Ai-Da is an artist robot created in February 2019 and has traveled and exhibited work internationally. /Hermione Kitson

Ai-Da was completed in 2019 in Oxford, England and has since traveled the world.

Meller says the exhibition Leaping into the Metaverse aims to raise ethical questions about the role of technology in our lives today, while using ideas from Italy's 13th century poet Dante, famed for his depiction of Christianity's heaven, purgatory and hell. 

"Technology is very powerful, but we've set this in Dante's purgatory and the reason we've done that is because we don't know if it is heaven or hell and Ai-Da will keep shining a light on some of the difficult areas," explains Meller.


Art reflecting life

Eighty nations are represented at the biennial event in different pavilions and while organizers say the event was curated during the pandemic, it also reflects the world's current state of emergency.

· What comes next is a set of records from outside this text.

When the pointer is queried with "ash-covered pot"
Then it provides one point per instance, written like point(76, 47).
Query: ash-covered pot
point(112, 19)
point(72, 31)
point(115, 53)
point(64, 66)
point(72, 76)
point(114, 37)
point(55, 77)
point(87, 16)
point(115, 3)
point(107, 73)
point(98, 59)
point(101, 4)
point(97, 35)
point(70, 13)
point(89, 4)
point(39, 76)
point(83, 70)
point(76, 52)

The Russian Biennale team resigned at the outset of the conflict, but the Ukrainian pavilion is open. Lizaveta German is among its curators; she fled Kyiv just days before her baby was born.

"We've come to understand that our mission is to spread information about the brutal war in Ukraine, and we realize that the cultural frontier is also the frontier," German says. 

The Fountain of Exhaustion by artist Pavlo Makov was conceived in the city of Kharkiv in the mid-1990s and communicated a message of resilience, still relevant today.

Curator Maria Lanko assumed the responsibility of transporting the artwork out of danger. It took her six days to reach the border and another two weeks driving across Europe to reach Venice. 

"I was in Kyiv and I put the funnels of the fountain in the trunk of my car and started my journey, and I remember waking up so tired, feeling like I was almost dead already," says Lanko. "Exhaustion is here with the war and that was an alert from Pavlo [sent] many years ago."  

This year's Biennale of art represents past, present and future battles. 

The event will run until the end of November.